Rate Hikes ‘Soon’ As Fed Walks Tightrope

Posted on Jan 28 2022 - 4:42pm by Housecall
#0

By Jesse Williams & Jordan Grice

A highly scrutinized two-day meeting of the Federal Reserve that concluded Wednesday resulted in no new interest rate hikes, though the central bank appears poised to move forward with an increase in the next few months following persistent inflation and an accelerating economic recovery.

“With inflation well above 2% and a strong labor market, the Committee expects it will soon be appropriate to raise the target range for the federal funds rate,” the Fed wrote in a statement following the meeting’s conclusion on Wednesday, Jan. 26.

After referring to inflation—which peaked at a historic year-over-year increase of 7% in December—as “transitory,” the Fed appears to have pivoted somewhat, increasing the taper of its asset purchases—emergency measures which are now expected to finish in March. Fed members have also indicated that 2022 is likely to see three or four rate hikes, which has already pushed mortgage rates up slightly from their 2021 lows.

Markets were down following the meeting after pushing higher through the morning, with all three major stock indexes dropping in afternoon trading Wednesday.

The Fed has been extremely careful not to commit to any specific timeline, saying it will react to new developments specifically in the pandemic and the job market. Raising rates will be predicated on so-called “maximum employment” and the bank continues to aim for 2% inflation “in the long run.”

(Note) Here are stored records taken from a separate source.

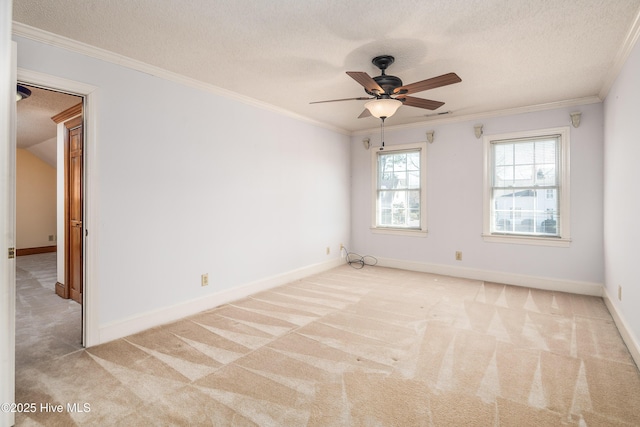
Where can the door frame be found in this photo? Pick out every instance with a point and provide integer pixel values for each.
(90, 318)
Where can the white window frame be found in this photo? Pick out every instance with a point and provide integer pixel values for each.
(422, 230)
(564, 207)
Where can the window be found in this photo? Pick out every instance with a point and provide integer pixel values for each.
(399, 189)
(526, 184)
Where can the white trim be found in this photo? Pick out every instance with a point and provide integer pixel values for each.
(527, 240)
(8, 52)
(90, 291)
(400, 231)
(458, 117)
(625, 330)
(141, 322)
(422, 232)
(535, 282)
(564, 190)
(22, 30)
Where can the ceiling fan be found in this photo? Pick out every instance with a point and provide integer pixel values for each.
(387, 93)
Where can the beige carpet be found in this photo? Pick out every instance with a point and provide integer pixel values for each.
(370, 347)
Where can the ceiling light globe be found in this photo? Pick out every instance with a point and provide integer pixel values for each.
(383, 107)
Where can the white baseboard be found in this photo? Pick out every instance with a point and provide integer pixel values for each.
(536, 282)
(625, 331)
(141, 322)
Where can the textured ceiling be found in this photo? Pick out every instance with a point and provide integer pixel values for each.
(287, 53)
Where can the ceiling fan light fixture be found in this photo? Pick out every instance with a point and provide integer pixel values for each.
(385, 107)
(22, 93)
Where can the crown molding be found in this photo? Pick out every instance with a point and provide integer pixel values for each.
(623, 53)
(487, 115)
(55, 40)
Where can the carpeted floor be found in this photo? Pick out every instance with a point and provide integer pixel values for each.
(47, 326)
(370, 347)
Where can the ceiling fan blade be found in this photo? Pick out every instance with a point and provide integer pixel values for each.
(427, 104)
(365, 113)
(361, 98)
(366, 81)
(432, 83)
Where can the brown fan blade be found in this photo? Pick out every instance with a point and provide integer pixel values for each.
(366, 81)
(420, 103)
(365, 113)
(432, 83)
(361, 98)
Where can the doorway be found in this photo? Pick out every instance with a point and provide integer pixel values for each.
(48, 124)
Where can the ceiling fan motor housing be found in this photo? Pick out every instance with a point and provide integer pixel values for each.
(388, 83)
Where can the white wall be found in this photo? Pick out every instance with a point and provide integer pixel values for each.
(454, 205)
(189, 182)
(35, 201)
(622, 194)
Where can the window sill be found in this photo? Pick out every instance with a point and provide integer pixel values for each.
(399, 231)
(527, 240)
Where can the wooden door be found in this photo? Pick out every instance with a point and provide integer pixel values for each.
(74, 227)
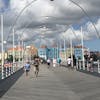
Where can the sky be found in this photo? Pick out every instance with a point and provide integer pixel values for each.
(48, 22)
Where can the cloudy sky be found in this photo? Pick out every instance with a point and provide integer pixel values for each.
(47, 22)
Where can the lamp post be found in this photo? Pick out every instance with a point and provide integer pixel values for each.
(13, 51)
(82, 49)
(2, 49)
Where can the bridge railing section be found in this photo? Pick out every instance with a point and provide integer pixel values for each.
(10, 68)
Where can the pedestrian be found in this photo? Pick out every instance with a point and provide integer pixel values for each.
(48, 62)
(27, 68)
(36, 66)
(54, 62)
(69, 61)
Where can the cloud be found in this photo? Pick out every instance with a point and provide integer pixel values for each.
(56, 16)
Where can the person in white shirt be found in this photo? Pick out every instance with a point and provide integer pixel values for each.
(69, 61)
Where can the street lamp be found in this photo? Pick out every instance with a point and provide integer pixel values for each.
(2, 46)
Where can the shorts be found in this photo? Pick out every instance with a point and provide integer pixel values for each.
(36, 68)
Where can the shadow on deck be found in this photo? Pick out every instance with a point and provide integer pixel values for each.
(6, 83)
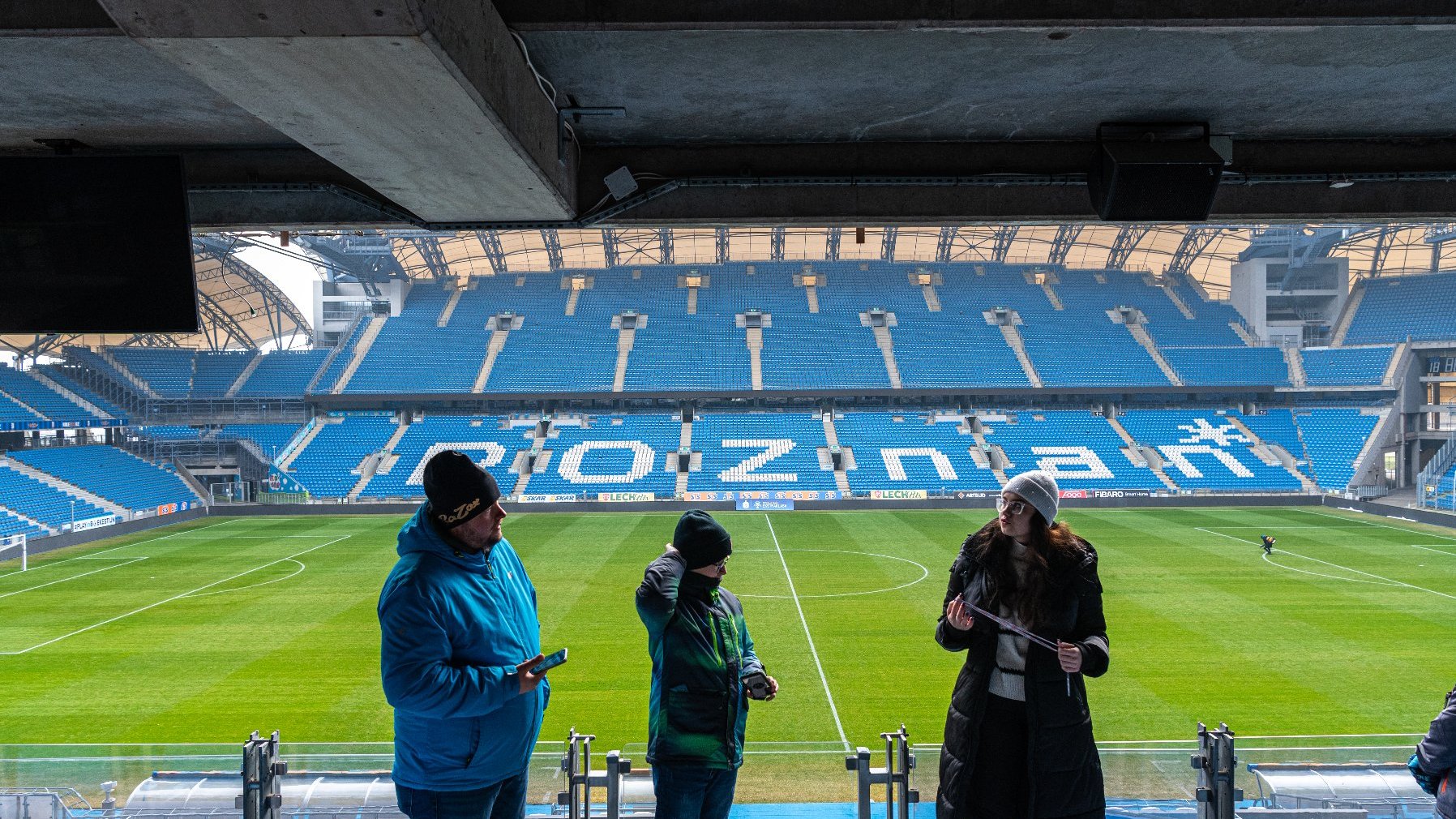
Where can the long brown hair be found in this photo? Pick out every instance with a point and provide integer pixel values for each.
(1049, 548)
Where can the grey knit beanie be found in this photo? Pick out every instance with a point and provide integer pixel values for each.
(1040, 490)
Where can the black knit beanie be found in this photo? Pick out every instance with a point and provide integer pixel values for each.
(457, 488)
(700, 539)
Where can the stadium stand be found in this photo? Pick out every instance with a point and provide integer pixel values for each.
(475, 435)
(760, 451)
(1334, 438)
(283, 373)
(1082, 451)
(113, 474)
(328, 465)
(612, 453)
(919, 451)
(1346, 366)
(1203, 451)
(1417, 308)
(41, 502)
(41, 398)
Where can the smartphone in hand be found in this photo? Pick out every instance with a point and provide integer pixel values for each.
(552, 661)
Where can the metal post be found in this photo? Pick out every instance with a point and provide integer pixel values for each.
(1216, 762)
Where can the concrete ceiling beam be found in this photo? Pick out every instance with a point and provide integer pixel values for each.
(430, 104)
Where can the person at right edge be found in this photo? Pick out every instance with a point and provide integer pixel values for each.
(1018, 735)
(1434, 760)
(700, 656)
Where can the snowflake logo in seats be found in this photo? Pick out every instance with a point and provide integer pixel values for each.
(1223, 435)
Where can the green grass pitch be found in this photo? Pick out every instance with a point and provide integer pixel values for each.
(206, 632)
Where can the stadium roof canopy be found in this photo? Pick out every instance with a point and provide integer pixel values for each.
(238, 307)
(459, 115)
(1201, 251)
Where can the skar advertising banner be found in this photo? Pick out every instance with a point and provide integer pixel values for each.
(93, 524)
(897, 495)
(744, 504)
(623, 497)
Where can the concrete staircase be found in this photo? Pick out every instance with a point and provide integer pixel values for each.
(887, 349)
(380, 461)
(625, 340)
(1296, 366)
(303, 444)
(66, 487)
(131, 378)
(755, 340)
(1141, 337)
(525, 478)
(1172, 296)
(28, 519)
(69, 395)
(1145, 453)
(685, 439)
(243, 376)
(832, 439)
(450, 305)
(1013, 337)
(499, 338)
(360, 350)
(1347, 315)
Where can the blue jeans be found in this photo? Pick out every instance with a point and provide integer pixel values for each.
(501, 800)
(687, 791)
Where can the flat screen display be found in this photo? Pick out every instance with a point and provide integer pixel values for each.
(92, 244)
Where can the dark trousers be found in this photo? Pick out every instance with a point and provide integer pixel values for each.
(687, 791)
(999, 786)
(501, 800)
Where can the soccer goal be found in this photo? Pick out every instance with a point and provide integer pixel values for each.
(12, 544)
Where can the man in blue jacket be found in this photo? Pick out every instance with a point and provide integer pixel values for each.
(459, 637)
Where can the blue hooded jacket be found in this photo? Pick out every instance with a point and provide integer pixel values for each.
(453, 624)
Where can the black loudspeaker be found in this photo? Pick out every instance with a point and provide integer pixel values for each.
(1154, 172)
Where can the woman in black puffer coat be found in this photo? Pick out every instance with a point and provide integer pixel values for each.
(1018, 735)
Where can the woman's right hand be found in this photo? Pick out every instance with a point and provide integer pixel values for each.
(957, 615)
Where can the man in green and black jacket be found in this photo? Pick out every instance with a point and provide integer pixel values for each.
(700, 656)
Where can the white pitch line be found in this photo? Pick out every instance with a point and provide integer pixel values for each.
(1369, 524)
(49, 563)
(807, 636)
(172, 598)
(128, 561)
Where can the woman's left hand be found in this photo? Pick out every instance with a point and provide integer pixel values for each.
(1069, 656)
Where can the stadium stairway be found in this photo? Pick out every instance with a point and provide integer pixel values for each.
(1296, 366)
(1347, 314)
(1172, 296)
(887, 349)
(685, 440)
(47, 380)
(63, 486)
(1018, 345)
(753, 337)
(243, 376)
(380, 461)
(832, 439)
(627, 337)
(135, 380)
(360, 350)
(492, 352)
(450, 305)
(1145, 455)
(1271, 455)
(1146, 340)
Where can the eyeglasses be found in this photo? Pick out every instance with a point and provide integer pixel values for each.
(1013, 509)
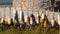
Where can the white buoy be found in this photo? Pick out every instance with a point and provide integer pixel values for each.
(52, 22)
(58, 20)
(37, 17)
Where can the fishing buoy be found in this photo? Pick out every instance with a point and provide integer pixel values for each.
(37, 19)
(52, 22)
(26, 18)
(31, 20)
(1, 20)
(45, 23)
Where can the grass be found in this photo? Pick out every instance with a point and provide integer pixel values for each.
(36, 30)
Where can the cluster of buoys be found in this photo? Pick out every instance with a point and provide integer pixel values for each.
(28, 21)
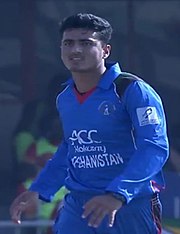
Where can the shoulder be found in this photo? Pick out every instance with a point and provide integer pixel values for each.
(123, 81)
(63, 93)
(130, 85)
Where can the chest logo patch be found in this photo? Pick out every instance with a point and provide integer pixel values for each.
(107, 108)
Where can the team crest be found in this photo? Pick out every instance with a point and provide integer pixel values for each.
(107, 108)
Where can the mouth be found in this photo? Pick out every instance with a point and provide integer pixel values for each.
(75, 58)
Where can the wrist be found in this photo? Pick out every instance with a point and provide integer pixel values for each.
(119, 197)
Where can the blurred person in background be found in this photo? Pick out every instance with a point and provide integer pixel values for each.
(114, 142)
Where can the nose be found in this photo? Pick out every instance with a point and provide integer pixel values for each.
(76, 48)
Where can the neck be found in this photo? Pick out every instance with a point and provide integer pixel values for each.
(85, 81)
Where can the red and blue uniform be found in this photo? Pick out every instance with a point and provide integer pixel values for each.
(111, 143)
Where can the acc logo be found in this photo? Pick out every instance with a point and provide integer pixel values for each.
(84, 137)
(106, 108)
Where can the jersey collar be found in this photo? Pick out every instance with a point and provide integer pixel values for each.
(112, 72)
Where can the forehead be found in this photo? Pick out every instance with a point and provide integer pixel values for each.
(78, 34)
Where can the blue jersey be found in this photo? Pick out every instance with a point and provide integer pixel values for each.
(111, 143)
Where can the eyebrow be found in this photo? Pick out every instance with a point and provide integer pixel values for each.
(90, 40)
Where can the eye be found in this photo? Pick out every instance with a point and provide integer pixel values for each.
(86, 43)
(67, 43)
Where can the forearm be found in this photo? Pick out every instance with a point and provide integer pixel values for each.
(52, 176)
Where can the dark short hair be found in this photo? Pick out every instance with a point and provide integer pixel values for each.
(88, 21)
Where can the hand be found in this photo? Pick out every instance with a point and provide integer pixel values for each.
(21, 203)
(100, 206)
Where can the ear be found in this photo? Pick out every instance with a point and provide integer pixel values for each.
(106, 51)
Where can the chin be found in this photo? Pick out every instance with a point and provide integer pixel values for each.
(75, 69)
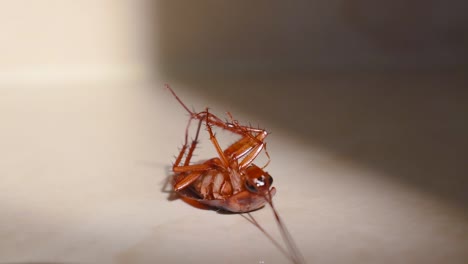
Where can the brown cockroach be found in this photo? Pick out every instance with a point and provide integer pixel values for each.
(230, 181)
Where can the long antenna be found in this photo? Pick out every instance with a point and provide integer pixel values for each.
(296, 255)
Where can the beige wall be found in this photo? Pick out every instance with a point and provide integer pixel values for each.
(53, 40)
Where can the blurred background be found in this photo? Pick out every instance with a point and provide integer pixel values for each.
(367, 103)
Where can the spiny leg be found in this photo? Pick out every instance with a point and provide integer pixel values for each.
(213, 139)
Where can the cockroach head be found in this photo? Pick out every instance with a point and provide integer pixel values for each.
(257, 180)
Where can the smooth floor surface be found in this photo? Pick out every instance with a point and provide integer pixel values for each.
(373, 179)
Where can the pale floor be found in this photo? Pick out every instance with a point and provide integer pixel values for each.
(375, 173)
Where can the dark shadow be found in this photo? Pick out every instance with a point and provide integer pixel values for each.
(410, 125)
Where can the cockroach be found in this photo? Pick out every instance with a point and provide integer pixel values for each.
(230, 181)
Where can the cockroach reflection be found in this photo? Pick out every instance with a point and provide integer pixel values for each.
(230, 181)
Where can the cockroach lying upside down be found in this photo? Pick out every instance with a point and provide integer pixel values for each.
(230, 181)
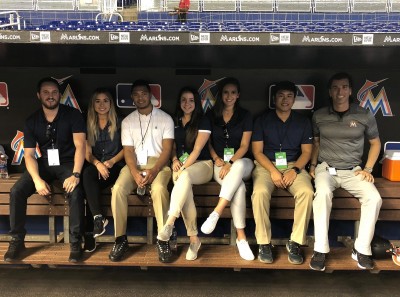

In a press conference after the meeting, Fed chair Jerome Powell said that current market conditions were “consistent with maximum employment,” though he also cited the ongoing Omicron surge as hampering labor market health in the short term.

“ surely weigh on economic growth this quarter. High frequency indicators point to reduced spending in covid sensitive sectors,” he said. “And activity more broadly may also be affected as more workers may be unable to report to work.”

While many observers expect a rate hike in early spring, Powell said that the Fed has not made any decision on that front.

“It is not possible to predict with much confidence exactly what path for our policy rate is going to prove appropriate, and so this time we haven’t made any decisions about the path of policy,” he said. “And I stress again we will have to be humble and nimble.”

A significant question regarding potential rate hikes is whether the Fed’s first increase will more than a quarter-point, says Matthew Gardner, chief economist for Windermere Real estate.

“They have to raise rates given the inflation environment we are in right now,” he says. “I still believe it’s transitory, but the question is how do you define that term. It is going to be transitory, but it’s going to be over a longer period of time. I’m still seeing inflation in the 3% range in 2023.”

Mortgage rates are almost certain to rise in response to any interest rate hikes, which will certainly affect the housing and real estate markets, according to Gardener, who says he doesn’t anticipate the housing market will see sales surpass their 2021 performance as rates and home prices continue to climb.

“Investors want to see growth and it’s going to be hard to come by,” he says. “I don’t think we are going to see growth in transactions, and I think that increasing interest rates is going to play into a lot of markets because it’s further going to diminish housing affordability.”

“I think that rates have certainly seen a significant spike relative to where they were, however, we’re still talking sub-4% ,” he adds.

This is in-line with other industry observers, as the Mortgage Banker Association’s chief economist Mike Fratantoni predicted a similar path, with rates reaching around 4%.

“MBA is holding on to our forecast that the combination of a stronger economy, persistent inflation, and the reduction of monetary policy accommodation will all push towards somewhat higher mortgage rates, with the 30-year fixed rate hitting 4% by the end of 2022,” Fratantoni said in a statement.